- From: Abigail <abigail@fnx.com>
- Date: Thu, 17 Apr 1997 12:36:37 -0400 (EDT)
- To: dsr@w3.org (Dave Raggett)
- Cc: www-html@w3.org, www-style@w3.org
You, Dave Raggett, wrote:
++
++ On Thu, 17 Apr 1997, Vincent QUINT wrote:
++
++ > A full dictionary for each language would be too much expensive.
++ > Some time ago (in 1983) F. M. Liang proposed a very efficient
++ > method for compressing hyphenation dictionaries while making them
++ > much easier to search. This method is used in TeX and it produces
++ > quite good results with very small dictionaries. This is also the
++ > method used in Amaya.
++
++ Its always good to build on proven implementation experience.
++ The question remains as to how to link to such dictionaries.
++ One idea is to use LINK e.g.
++
++ <LINK REL=hyphenation LANG=en HREF=hyphen.dict>
Somehow, this suggests user agents have to download complete
dictionaries for a document. I don't think a dictionary on how to
hyphenate words is a property of the document, but of the language.

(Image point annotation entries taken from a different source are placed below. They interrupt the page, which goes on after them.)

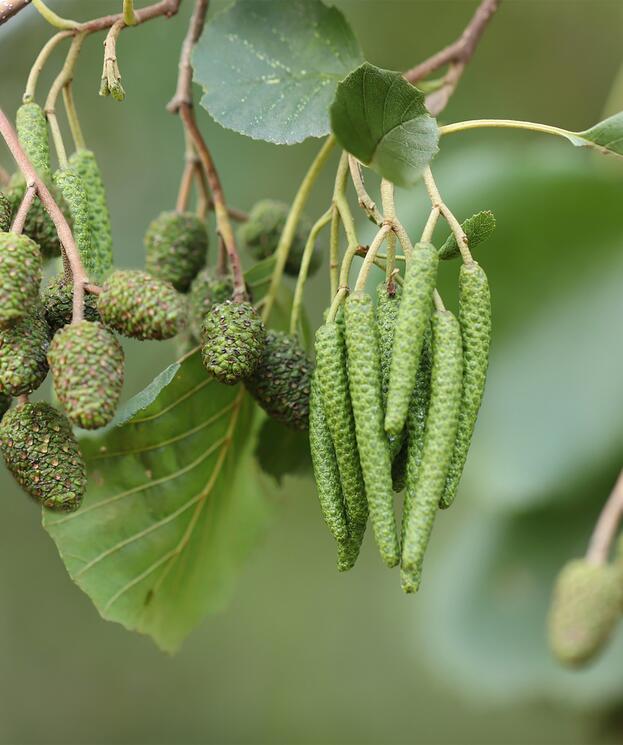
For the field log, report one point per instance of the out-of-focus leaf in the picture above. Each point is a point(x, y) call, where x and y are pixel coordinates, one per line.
point(282, 451)
point(269, 68)
point(477, 228)
point(382, 120)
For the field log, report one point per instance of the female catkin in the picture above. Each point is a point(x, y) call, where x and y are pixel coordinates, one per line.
point(425, 491)
point(32, 132)
point(475, 322)
point(413, 316)
point(333, 385)
point(326, 471)
point(365, 381)
point(85, 165)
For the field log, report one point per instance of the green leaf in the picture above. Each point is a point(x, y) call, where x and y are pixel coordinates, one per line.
point(382, 120)
point(477, 228)
point(607, 135)
point(270, 68)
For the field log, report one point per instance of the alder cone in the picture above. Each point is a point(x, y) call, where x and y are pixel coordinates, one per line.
point(23, 355)
point(137, 305)
point(233, 338)
point(281, 383)
point(20, 276)
point(86, 361)
point(40, 450)
point(176, 245)
point(57, 300)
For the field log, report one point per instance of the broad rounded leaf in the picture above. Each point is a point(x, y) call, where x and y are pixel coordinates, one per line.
point(382, 120)
point(269, 68)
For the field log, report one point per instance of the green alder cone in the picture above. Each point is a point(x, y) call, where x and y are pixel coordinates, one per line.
point(137, 305)
point(23, 355)
point(281, 382)
point(233, 338)
point(176, 248)
point(387, 305)
point(475, 322)
point(584, 612)
point(57, 301)
point(74, 194)
point(326, 472)
point(331, 370)
point(208, 289)
point(416, 428)
point(39, 225)
point(86, 361)
point(365, 381)
point(41, 452)
point(439, 437)
point(6, 213)
point(85, 165)
point(261, 232)
point(32, 132)
point(20, 276)
point(413, 316)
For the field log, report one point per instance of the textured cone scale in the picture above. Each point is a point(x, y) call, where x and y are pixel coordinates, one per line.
point(232, 341)
point(261, 233)
point(23, 355)
point(584, 611)
point(137, 305)
point(41, 452)
point(86, 361)
point(176, 246)
point(20, 276)
point(281, 383)
point(208, 289)
point(57, 301)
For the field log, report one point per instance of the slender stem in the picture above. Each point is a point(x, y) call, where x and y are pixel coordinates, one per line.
point(448, 129)
point(52, 18)
point(289, 230)
point(129, 16)
point(365, 200)
point(70, 250)
point(455, 225)
point(72, 117)
point(370, 256)
point(39, 64)
point(607, 525)
point(22, 212)
point(308, 252)
point(223, 225)
point(389, 214)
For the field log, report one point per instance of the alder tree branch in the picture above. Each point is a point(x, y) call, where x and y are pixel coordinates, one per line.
point(70, 250)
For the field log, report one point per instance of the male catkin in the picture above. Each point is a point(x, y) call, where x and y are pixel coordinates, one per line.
point(326, 472)
point(439, 436)
point(85, 165)
point(413, 316)
point(365, 381)
point(475, 322)
point(32, 131)
point(333, 383)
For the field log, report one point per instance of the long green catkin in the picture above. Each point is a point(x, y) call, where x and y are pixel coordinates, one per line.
point(32, 132)
point(439, 437)
point(332, 376)
point(364, 376)
point(74, 193)
point(85, 165)
point(475, 322)
point(326, 472)
point(413, 316)
point(387, 304)
point(416, 427)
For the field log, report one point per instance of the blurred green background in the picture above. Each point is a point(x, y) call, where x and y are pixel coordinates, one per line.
point(303, 655)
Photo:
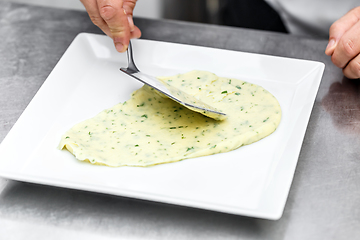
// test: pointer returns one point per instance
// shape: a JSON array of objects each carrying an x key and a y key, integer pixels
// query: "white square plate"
[{"x": 253, "y": 180}]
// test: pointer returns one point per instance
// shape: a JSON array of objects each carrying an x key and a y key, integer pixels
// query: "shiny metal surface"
[
  {"x": 171, "y": 92},
  {"x": 324, "y": 198}
]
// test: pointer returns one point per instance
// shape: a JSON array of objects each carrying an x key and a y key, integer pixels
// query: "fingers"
[
  {"x": 344, "y": 43},
  {"x": 352, "y": 70},
  {"x": 129, "y": 6},
  {"x": 116, "y": 19},
  {"x": 93, "y": 11},
  {"x": 340, "y": 27},
  {"x": 348, "y": 47}
]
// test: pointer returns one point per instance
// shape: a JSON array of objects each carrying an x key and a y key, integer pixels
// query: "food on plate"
[{"x": 151, "y": 129}]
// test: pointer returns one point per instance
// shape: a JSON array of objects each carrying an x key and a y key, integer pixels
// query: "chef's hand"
[
  {"x": 114, "y": 18},
  {"x": 344, "y": 43}
]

I
just want to download a dictionary for English once, and not
everyone's local copy. Of course, there will always be exceptions,
names, new words, etc. But making a new dictionary which basically is
a copy with some additions is a huge waste of resources; specially if
you realise the exceptions might not even need to be hyphenated.
Therefore I think the author needs to have the possibility to mark
exceptions in the document, and hence leaving the bulk to the user
agent. For instance:
<HYPHENATE WORD = "foobar" HYPHENATED = "foo-bar">
In that case, you only need to mark your exception once per
document, and you can still use 'foobar' in your actual text.
­ doesn't seem to degrade gracefully on some browsers, and
you need to type foo­bar for every occurance of foobar.
++ Another is to extend CSS with a hyphenation property, e.g.
++
++ BODY {hyphenation: url(hyphen.dict)}
This has the same problem as mentioned above.